The SAT Subject Test in Literature
The SAT Subject Test in Literature assesses students’ ability to read and interpret literature. The exam covers poetry, prose and drama, in English and American literature from the Renaissance period to the present. There is no reading list for the Literature test. It is recommended that students interested in taking this exam do so at the end of junior year if enrolled in an AP English class.
The SAT Subject Tests in Social Studies
U.S. History and World History
The College Board offers subject tests for both United States History and World History. The expectations for the U.S. History and World History Subject Tests loosely align with the concepts, content, and skills reflected in the New York State instructional framework for social studies, and/or the AP course requirements. Therefore, additional study is required outside of school. The anticipated skills necessary are, familiarity with terminology, cause-and-effect relationships, geography and other data necessary for understanding major historical developments. Additionally, a grasp of concepts essential to historical analysis and an ability to use historical knowledge in interpreting graphics are required. It is strongly recommended that students, who intend on sitting for the exam, are in the process of completing a comprehensive course on the AP level in either U.S. History or World History prior to embarking on a comprehensive review of concepts, content, and skills needed to succeed on the U.S. History and/or World History SAT subject tests.

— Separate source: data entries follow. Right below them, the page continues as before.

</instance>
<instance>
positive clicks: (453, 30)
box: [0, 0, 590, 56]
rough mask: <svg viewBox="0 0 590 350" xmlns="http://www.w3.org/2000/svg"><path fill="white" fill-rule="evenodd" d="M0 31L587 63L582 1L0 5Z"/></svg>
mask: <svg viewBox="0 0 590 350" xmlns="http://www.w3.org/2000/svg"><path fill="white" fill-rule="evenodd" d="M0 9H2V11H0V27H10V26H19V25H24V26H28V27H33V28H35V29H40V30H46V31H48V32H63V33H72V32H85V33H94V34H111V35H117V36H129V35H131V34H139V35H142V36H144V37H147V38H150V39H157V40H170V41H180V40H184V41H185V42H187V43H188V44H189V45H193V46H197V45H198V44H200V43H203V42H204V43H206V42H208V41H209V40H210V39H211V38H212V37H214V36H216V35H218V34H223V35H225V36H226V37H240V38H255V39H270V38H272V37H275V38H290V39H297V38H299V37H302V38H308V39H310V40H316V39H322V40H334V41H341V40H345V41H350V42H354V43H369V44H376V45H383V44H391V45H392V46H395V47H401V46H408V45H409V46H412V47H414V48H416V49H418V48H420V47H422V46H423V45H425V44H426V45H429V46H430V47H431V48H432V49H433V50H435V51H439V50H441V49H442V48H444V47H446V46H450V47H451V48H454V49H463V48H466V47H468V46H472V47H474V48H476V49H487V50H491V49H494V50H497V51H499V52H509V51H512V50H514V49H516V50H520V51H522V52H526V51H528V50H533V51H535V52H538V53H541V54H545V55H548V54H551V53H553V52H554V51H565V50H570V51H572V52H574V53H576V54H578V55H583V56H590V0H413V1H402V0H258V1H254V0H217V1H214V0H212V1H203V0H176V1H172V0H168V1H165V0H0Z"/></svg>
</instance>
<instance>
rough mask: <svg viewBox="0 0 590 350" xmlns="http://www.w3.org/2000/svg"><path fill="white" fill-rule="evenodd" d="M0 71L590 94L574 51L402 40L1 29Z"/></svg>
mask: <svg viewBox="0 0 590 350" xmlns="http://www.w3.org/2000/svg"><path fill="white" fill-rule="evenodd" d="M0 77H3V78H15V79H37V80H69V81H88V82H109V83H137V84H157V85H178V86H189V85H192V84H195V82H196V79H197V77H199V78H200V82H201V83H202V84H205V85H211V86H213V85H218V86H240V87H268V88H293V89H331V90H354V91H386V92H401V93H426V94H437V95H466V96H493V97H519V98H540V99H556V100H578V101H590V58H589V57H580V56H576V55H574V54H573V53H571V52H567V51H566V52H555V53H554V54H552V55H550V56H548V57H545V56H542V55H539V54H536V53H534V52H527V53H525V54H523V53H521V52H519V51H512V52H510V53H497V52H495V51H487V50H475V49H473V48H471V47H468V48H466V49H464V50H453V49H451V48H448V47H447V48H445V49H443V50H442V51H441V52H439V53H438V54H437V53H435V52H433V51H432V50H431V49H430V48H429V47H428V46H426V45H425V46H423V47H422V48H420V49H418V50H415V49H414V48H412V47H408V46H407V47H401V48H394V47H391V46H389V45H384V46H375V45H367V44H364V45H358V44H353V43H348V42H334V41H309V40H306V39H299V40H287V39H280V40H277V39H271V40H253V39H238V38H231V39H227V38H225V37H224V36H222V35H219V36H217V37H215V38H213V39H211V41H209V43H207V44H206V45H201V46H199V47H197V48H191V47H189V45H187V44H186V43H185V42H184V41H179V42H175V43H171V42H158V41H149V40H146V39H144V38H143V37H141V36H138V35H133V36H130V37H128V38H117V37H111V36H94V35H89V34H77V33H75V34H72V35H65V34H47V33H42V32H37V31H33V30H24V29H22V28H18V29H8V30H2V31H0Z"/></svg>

The SAT Subject Tests – Foreign Language
The following subject Tests are offered in Foreign Language:
Chinese with Listening
French with Listening
German with Listening
Japanese with Listening
Korean with Listening
Spanish with Listening
Both types of exams evaluate students’ knowledge of vocabulary and grammar through reading in the target language and answering multiple choice questions. The exams with listening include an additional component to assess listening comprehension. Exams with listening are only offered once a year, in November. Students typically report being most successful on the more comprehensive exam with listening. Students must bring an acceptable CD player with earphones to the Language with Listening Subject Tests.
*The Subject Tests in Foreign Language are recommended for students who have completed course work through the fourth level in a particular language. Additionally, students with an extensive knowledge of a language not taught in school, or multilingual students should be amply prepared to take these exams.